The achievement was detailed in the Sept. 7 edition of the journal Nature, then cited in an Oct. 10 article in the New York Times on the soccer-ball-shaped carbon molecules, which some believe may have a host of medical and industrial uses.
With Scott on the research team are former BC visiting scientist Marc Gelmont of Israel and seven colleagues from Albert-Ludwigs University in Germany.
"They said it couldn't be done," Scott said of the creation of the fullerene, or "buckyball," so named because of a resemblance to renowned architect R. Buckminster Fuller's geodesic dome.
Fullerenes are new elemental forms of carbon, like diamond and graphite, which have been identified only in the past 15 years. Harold Kroto of Great Britain and Americans Robert Curl Jr. and Richard Smalley won the Nobel Prize for Chemistry in 1996 for their discovery of the 60-atom "buckyball," shaped like a soccer ball.
Prof. Lawrence Scott (Chemistry) with "buckyball" model.

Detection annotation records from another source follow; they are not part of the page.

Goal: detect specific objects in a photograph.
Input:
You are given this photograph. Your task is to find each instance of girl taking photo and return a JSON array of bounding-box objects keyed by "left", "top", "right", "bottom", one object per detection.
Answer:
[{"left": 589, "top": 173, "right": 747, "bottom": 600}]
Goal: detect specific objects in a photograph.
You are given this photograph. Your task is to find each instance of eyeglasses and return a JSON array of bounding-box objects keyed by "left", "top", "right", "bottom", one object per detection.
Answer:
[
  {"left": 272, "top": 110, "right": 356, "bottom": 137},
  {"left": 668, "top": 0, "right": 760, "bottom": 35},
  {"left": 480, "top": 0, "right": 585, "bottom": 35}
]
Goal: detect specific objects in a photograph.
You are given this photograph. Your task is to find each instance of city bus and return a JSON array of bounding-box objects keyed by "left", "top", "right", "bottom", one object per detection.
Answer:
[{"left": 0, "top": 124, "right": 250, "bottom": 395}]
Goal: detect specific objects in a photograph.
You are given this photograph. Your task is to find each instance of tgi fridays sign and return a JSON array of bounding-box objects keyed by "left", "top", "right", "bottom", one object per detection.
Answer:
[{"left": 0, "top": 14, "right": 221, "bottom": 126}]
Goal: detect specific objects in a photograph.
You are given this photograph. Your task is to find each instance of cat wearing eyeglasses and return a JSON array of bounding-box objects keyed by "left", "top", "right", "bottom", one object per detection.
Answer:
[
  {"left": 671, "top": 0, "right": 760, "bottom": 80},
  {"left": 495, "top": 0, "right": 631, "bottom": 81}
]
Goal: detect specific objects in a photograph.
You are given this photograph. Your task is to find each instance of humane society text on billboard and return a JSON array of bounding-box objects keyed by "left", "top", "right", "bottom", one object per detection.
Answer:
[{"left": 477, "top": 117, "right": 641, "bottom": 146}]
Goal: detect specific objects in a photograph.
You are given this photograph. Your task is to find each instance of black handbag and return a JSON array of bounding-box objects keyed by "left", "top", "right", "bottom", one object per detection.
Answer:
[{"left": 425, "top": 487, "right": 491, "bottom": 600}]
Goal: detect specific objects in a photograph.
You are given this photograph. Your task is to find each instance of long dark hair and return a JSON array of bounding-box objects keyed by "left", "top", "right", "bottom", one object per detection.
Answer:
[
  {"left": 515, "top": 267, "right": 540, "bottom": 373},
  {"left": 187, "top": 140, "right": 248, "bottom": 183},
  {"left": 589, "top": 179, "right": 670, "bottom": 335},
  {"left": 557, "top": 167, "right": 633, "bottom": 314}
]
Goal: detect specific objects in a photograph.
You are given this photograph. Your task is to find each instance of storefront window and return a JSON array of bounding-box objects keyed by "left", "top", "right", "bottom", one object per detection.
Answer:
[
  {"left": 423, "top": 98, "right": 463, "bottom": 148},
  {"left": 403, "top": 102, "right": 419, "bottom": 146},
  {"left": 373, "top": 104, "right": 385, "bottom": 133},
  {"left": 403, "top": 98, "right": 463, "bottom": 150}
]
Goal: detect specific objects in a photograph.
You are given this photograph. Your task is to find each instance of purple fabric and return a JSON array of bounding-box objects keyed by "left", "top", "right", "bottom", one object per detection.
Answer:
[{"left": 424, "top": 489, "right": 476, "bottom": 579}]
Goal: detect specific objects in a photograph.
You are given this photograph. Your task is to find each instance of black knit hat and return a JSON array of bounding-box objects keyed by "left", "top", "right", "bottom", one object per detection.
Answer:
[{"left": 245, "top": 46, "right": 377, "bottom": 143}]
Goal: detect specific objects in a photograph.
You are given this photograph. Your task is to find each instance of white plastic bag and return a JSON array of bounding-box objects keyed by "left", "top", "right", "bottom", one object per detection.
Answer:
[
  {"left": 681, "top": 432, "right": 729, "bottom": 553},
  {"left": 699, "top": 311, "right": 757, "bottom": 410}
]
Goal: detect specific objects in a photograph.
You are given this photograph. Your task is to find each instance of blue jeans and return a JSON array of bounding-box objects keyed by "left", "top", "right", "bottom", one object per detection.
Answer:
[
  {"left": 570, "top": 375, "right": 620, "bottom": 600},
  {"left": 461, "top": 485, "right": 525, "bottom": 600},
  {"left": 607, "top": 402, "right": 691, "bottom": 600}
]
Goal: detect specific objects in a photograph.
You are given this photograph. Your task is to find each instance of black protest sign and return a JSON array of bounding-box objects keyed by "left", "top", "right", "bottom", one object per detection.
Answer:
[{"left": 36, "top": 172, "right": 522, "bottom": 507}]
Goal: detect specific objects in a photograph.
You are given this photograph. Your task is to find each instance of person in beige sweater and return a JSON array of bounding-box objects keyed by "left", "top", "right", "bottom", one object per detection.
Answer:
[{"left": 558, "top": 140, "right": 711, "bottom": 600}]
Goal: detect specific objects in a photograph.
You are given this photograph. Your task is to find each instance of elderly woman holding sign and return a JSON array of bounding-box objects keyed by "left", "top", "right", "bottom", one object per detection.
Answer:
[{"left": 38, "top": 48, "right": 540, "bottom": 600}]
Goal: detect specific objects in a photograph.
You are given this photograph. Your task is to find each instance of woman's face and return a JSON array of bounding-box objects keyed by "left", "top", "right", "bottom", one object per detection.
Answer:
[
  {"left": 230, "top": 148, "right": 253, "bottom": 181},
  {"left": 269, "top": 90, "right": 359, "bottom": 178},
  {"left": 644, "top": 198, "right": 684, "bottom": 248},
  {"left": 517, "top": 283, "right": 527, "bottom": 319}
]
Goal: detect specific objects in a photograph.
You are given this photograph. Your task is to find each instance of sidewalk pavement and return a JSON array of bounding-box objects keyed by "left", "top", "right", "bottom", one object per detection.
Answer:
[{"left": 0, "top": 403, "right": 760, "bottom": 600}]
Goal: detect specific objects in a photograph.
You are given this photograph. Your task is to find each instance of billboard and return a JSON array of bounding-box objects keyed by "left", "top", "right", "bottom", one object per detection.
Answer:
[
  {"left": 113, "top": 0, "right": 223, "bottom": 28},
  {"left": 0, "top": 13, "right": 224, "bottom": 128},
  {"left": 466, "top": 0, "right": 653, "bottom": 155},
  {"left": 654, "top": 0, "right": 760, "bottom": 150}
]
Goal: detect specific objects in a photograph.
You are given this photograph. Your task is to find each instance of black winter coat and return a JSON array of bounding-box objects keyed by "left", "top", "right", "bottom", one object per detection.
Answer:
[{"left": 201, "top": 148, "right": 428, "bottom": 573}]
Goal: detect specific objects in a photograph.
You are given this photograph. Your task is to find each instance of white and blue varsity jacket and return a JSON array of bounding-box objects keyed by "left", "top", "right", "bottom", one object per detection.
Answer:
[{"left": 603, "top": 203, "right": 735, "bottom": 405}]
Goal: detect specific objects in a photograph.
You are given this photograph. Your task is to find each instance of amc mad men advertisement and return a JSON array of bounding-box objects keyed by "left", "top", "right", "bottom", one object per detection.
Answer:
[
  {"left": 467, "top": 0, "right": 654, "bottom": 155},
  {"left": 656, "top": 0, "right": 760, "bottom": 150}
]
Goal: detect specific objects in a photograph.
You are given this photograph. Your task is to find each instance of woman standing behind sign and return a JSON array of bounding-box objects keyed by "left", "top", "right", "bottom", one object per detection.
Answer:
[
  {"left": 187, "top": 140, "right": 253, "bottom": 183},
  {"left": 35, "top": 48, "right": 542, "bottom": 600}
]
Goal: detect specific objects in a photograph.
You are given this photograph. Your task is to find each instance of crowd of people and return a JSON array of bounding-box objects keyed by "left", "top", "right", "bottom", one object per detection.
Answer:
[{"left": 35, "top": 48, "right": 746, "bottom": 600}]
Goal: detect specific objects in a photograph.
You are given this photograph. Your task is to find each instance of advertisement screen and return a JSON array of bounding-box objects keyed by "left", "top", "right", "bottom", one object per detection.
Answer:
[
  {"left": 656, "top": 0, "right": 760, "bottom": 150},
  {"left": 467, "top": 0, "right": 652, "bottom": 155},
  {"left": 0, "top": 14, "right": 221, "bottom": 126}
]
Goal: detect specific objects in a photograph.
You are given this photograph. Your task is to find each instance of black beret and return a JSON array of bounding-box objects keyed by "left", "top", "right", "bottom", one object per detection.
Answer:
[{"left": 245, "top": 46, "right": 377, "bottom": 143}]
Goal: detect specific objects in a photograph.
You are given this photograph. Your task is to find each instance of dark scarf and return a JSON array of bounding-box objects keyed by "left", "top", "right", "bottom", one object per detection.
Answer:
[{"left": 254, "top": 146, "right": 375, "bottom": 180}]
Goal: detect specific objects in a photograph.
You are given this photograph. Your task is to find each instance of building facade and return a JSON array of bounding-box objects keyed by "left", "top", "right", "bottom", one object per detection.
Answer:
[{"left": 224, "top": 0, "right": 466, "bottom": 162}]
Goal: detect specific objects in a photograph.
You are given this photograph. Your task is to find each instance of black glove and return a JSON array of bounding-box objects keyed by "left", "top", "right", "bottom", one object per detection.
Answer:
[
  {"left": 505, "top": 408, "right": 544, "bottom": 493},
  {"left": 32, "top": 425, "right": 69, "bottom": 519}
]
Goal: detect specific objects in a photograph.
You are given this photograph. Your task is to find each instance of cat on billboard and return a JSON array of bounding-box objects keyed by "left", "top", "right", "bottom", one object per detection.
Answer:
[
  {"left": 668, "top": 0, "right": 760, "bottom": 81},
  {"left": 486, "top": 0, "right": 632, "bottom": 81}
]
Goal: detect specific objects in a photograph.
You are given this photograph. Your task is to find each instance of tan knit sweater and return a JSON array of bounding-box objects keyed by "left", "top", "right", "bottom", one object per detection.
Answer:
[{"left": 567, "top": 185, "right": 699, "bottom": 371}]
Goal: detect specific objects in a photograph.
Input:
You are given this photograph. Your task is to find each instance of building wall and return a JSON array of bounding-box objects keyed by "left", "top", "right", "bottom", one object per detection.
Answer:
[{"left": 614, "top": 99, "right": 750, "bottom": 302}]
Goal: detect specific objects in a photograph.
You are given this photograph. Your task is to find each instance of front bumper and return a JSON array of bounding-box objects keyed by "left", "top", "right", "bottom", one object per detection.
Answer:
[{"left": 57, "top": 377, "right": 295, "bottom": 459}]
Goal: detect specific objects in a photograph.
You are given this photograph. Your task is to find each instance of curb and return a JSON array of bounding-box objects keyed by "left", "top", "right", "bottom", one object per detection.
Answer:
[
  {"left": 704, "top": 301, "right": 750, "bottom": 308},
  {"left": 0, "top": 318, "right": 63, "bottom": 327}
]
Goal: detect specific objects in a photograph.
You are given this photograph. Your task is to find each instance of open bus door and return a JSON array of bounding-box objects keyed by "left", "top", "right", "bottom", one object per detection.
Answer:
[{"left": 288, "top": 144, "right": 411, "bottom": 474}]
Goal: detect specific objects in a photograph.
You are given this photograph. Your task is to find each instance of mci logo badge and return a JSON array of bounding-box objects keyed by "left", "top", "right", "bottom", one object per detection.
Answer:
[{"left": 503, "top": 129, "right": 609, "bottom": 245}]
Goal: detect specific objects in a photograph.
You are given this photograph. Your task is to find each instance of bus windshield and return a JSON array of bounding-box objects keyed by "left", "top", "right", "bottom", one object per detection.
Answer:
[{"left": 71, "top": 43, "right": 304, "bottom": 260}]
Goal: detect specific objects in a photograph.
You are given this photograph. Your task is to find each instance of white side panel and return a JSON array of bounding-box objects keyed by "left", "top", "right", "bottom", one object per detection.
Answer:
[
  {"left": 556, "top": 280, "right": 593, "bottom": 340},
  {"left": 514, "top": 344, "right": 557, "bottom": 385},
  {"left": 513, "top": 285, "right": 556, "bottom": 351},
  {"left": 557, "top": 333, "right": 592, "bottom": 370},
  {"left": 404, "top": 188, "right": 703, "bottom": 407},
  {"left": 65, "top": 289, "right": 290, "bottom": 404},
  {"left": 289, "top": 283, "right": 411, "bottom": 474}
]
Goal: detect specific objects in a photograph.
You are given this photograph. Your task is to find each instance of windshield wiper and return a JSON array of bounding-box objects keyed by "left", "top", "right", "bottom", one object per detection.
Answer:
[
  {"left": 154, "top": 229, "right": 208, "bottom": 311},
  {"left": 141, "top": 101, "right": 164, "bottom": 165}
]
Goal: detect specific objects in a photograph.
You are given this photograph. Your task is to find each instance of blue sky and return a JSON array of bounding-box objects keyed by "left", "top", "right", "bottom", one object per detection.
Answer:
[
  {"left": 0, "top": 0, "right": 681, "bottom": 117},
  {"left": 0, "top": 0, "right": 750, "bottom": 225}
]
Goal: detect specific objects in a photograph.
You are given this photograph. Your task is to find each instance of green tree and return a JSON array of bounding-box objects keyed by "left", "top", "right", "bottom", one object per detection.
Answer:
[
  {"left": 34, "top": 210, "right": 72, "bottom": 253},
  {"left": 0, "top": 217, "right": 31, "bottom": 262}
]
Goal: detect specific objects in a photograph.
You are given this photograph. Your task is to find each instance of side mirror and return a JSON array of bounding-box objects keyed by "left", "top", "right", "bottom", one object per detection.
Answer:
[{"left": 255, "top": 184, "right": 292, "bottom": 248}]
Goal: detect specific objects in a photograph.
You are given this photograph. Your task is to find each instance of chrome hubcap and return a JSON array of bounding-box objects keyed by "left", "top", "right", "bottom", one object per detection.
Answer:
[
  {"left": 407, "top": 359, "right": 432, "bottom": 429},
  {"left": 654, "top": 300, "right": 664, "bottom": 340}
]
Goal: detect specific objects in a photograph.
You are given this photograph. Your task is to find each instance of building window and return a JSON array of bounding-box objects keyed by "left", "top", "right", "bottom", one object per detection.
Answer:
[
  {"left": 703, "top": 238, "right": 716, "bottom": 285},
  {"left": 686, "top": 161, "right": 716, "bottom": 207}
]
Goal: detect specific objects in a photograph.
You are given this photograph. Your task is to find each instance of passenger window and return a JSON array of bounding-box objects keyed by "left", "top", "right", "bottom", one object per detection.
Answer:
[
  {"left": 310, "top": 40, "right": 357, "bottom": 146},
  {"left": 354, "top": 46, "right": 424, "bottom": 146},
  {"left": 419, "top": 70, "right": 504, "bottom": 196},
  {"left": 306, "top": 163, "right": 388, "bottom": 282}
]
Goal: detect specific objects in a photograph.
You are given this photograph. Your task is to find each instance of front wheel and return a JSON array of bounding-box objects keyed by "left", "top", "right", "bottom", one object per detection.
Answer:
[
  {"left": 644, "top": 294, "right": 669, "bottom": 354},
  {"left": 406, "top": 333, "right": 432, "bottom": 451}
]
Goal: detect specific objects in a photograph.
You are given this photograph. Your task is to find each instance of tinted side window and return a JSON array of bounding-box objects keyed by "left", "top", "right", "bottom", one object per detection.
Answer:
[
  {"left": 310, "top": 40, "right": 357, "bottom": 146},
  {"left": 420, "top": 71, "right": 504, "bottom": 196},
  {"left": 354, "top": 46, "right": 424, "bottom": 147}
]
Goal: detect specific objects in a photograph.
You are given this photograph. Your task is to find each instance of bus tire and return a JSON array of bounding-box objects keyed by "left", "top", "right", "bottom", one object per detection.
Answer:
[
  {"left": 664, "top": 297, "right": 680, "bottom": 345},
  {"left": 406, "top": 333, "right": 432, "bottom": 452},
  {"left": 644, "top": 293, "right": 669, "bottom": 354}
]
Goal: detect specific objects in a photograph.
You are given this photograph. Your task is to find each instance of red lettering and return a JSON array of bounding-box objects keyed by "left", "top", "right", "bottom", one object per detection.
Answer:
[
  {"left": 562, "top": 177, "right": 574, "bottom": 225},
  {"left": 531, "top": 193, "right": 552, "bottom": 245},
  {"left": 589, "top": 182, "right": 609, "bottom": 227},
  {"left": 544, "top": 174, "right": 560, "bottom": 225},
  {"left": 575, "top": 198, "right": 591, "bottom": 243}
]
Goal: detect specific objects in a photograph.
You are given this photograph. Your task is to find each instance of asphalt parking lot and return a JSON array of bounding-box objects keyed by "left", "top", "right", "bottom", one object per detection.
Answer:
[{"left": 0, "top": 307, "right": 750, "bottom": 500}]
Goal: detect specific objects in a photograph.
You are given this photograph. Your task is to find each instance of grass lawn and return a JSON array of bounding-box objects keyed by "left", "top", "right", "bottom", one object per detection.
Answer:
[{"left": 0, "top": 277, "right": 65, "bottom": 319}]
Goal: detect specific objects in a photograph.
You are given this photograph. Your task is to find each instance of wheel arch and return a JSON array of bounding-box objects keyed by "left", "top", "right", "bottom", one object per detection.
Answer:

While fullerenes of varying sizes have since been fashioned, each representing a new elemental form of carbon, geometry dictates 20 atoms in size is the smallest a buckyball can be.
But no one had actually created one that tiny, until Scott and his colleagues did. In so doing, the team confirmed controversial theories on the nature and properties of these carbon molecules.
"This greatly expands the range of size of fullerenes, while opening up their range of possible uses in the future," said Scott. "If you can make the smallest one, you can, in principle, make any of them between 20 and 60 carbon atoms."
He said potential applications of the research include the development of AIDS-HIV protease inhibitors and other medicines, and the creation of light-emitting electronic materials used in flat-screen televisions and pocket calculators.